Figure 2: Overview of data analysis
File to use: 1_scripts/install_packages.R
If you have never run spectral flow cytometry data analysis on your device before, you need to install some of the most essential R packages through BiocManager, devtools and remote. To do so, use the install_packages.R script. For installation of conventional R packages from a repository, use the install.packages() function.

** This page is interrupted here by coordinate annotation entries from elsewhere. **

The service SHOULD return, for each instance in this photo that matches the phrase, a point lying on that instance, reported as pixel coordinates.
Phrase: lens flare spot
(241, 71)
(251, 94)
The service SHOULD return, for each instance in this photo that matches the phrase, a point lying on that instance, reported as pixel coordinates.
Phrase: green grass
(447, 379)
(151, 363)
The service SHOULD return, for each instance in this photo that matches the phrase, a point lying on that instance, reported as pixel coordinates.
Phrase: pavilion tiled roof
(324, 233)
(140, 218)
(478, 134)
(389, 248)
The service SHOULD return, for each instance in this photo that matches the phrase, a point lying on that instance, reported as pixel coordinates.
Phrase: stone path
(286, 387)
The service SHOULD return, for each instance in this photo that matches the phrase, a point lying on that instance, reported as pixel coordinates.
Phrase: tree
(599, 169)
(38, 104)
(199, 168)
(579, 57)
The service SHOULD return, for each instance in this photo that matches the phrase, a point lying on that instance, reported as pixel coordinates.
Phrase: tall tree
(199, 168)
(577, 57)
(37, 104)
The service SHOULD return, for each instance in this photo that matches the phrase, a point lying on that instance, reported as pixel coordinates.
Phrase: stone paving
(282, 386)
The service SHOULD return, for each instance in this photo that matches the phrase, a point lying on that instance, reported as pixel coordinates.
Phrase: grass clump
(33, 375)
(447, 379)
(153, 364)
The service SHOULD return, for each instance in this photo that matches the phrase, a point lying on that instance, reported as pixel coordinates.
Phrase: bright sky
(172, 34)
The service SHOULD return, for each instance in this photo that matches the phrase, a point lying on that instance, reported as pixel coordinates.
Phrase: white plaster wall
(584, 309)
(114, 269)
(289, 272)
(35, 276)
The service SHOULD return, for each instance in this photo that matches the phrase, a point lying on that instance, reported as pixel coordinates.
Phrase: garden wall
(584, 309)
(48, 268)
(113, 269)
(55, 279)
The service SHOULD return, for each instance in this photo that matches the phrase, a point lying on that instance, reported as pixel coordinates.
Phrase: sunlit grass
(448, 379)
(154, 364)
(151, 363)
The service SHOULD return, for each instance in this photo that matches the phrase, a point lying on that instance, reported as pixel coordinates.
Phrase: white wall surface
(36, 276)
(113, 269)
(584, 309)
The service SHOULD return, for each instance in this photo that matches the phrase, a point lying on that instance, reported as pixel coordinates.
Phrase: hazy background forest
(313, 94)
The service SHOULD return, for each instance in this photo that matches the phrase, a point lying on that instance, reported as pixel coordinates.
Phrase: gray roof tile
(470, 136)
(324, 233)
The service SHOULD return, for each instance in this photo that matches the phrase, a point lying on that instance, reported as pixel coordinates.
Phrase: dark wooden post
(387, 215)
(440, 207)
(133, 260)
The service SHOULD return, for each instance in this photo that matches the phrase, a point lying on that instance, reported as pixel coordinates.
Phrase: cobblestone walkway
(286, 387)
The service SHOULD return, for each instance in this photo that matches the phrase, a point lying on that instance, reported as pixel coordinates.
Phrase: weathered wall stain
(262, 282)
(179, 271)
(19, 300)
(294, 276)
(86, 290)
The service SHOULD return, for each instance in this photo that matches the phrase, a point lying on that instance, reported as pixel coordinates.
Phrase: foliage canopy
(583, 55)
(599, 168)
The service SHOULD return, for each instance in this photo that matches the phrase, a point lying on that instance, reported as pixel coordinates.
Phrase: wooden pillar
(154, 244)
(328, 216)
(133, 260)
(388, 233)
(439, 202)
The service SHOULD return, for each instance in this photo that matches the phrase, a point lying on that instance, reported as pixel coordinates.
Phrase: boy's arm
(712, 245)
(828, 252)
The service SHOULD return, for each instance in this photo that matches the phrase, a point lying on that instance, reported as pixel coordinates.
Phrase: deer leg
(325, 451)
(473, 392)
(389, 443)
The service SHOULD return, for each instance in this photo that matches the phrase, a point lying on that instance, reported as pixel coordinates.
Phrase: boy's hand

File to use: 1_scripts/1_load_transform.Rmd
The first step of data analysis is importing the unmixed FCS files into R. The flowCore package provides basic structures for working with flow cytometry data in R and imports FCS files as a flowSet. A flowSet is a class for storing flow cytometry raw data from quantitative cell-based assays (i.e., data from multiple .fcs files). A flowSet consist of one or more flowFrames. A flowFrame is a class for storing observed quantitative properties for a population of cells from a FACS run (i.e., data from one .fcs file). There are three parts of the data in a flowFrame:
- A numeric matrix of the raw measurements with rows=events and columns=parameters
- Annotation for the parameters (e.g., measurement channels, stains, dynamic range)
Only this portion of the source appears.